Rethinking Preference Alignment for Diffusion Models with Classifier-Free Guidance

Imagine you have a incredibly talented artist who has spent years painting millions of pictures from the internet. This artist, let's call them "The Base Model," is amazing at creating images. They can draw a cat, a sunset, or a spaceship. However, because they learned from the whole internet, their taste is a bit... chaotic. Sometimes they draw a cat with six legs, or a sunset that looks like a bowl of soup. They don't quite understand what humans actually prefer.

To fix this, we need to teach the artist what we like. This paper introduces a new, smarter way to do that teaching, comparing it to the old, clunky methods.

The Problem: The "Over-Correcting" Student

The old way to teach the artist (called DPO) is like a strict teacher who says: "Show me a picture of a cat you like (Positive) and a picture of a cat you hate (Negative). Now, change your brain to make the 'like' picture and delete the 'hate' picture."

The problem? If you do this too much, the student gets confused. They start memorizing the specific examples instead of learning the concept.

The Analogy: Imagine a student studying for a math test by only memorizing the answers to three specific practice questions. When they see a slightly different question on the real test, they fail because they didn't learn the logic, they just memorized the answers.
The Result: The artist starts making weird, broken images that look nothing like a real cat, just because they are trying too hard to avoid the "hate" examples. This is called overfitting.

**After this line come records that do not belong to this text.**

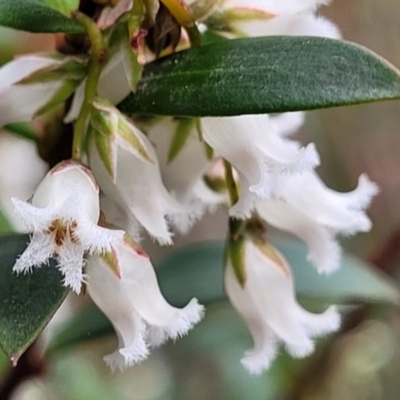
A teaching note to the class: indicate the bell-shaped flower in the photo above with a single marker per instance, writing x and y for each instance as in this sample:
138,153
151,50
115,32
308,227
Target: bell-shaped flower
258,153
266,301
126,167
124,286
62,216
303,206
271,17
32,84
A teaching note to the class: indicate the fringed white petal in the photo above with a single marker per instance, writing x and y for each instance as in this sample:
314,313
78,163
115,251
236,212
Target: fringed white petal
63,217
135,305
96,239
139,190
340,212
256,151
138,274
290,25
323,250
113,298
265,348
287,123
267,302
39,250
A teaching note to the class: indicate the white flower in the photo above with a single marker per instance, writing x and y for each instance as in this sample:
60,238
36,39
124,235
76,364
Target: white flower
258,153
124,286
20,102
134,183
272,17
62,216
267,303
305,207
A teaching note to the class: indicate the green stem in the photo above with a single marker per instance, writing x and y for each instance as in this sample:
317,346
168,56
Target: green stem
96,61
236,226
230,183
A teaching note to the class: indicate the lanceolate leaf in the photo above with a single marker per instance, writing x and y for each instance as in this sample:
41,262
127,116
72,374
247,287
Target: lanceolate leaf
27,302
197,271
35,16
263,75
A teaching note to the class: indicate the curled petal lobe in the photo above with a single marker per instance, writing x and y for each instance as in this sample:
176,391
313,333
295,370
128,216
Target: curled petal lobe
258,153
267,303
323,250
62,217
134,304
340,212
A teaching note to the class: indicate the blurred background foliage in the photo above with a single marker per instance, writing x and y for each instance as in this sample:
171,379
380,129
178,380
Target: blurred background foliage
361,362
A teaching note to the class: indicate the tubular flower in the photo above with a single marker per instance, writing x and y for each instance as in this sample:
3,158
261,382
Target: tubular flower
126,167
266,301
124,286
316,222
62,216
258,153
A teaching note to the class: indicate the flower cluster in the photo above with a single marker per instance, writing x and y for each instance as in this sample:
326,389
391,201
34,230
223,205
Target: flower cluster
159,177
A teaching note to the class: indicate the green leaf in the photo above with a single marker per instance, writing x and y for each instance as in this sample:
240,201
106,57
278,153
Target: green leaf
197,271
63,6
27,302
22,129
35,16
263,75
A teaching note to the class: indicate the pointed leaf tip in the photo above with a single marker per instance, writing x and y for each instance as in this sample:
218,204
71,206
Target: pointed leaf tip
263,75
27,302
35,16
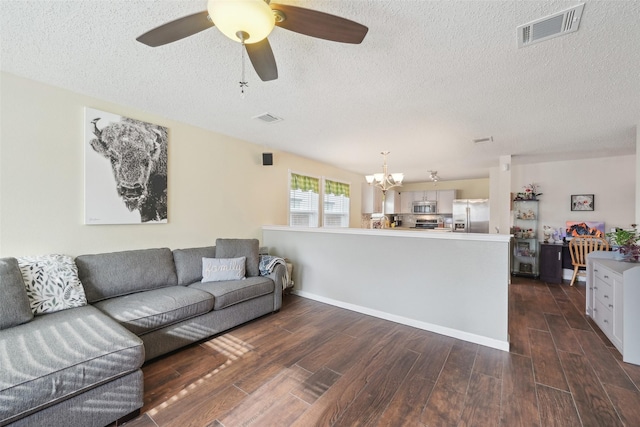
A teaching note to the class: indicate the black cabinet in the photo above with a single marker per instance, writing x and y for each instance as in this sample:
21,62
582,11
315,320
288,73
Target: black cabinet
551,262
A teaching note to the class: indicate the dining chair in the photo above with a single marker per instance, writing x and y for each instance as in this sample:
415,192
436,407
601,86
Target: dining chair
579,247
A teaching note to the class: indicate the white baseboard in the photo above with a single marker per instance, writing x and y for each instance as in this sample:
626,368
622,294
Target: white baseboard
453,333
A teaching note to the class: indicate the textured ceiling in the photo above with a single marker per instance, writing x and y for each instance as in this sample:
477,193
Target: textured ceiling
429,77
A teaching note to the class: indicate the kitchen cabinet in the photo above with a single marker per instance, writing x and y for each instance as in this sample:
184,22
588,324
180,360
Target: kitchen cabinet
445,201
551,263
444,198
406,201
525,229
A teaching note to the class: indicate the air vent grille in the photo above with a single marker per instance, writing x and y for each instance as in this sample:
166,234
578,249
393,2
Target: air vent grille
549,27
268,118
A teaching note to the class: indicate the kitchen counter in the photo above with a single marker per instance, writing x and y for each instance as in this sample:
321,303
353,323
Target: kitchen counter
430,280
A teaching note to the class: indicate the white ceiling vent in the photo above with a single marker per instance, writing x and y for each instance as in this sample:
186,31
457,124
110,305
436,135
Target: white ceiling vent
268,118
551,26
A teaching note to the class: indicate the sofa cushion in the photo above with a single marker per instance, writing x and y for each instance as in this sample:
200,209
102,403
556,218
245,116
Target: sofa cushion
52,283
58,355
234,248
189,263
14,304
236,291
220,269
148,311
120,273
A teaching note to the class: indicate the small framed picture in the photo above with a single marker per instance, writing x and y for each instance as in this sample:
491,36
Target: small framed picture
582,202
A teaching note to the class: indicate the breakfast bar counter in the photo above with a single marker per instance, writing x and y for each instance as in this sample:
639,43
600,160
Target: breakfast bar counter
454,284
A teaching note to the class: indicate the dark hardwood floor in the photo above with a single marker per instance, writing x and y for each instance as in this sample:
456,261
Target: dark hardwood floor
312,364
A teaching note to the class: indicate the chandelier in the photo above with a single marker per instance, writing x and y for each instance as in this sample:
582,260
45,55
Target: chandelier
385,181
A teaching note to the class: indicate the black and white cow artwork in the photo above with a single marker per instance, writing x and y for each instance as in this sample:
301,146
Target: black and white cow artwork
138,154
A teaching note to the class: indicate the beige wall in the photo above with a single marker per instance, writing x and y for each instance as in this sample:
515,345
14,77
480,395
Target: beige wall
217,185
610,179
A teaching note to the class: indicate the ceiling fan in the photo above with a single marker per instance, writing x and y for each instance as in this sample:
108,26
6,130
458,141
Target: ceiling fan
250,22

The Solution: The "Guide" vs. The "Artist"

The authors of this paper had a brilliant idea. Instead of forcing the artist to completely rewrite their brain, what if we just gave them a guide during the painting process?

They call their method PGD (Preference-Guided Diffusion).

The Creative Metaphor: The Sculptor and the GPS

Imagine the Base Model is a Sculptor chiseling a block of marble. They know how to chip away stone, but they don't know exactly what shape you want.

The Old Way (DPO): You tell the sculptor, "Forget everything you know about stone. Only carve the shape I want." The sculptor gets nervous, forgets how to hold the chisel, and ends up making a weird lump.
The New Way (PGD): You keep the sculptor's original skills (the "Base Model"). But, you hire a GPS Guide (the "Preference Model").
- The Sculptor starts chiseling based on their natural talent.
- The GPS Guide whispers: "Hey, you're drifting left! The human wants a nose there, not an ear. Pull it back a bit."
- The Sculptor listens, adjusts the chisel, and keeps going.

The magic is that the Sculptor still remembers how to be a sculptor (preserving quality and diversity), but the GPS ensures the final statue looks exactly like the human's vision.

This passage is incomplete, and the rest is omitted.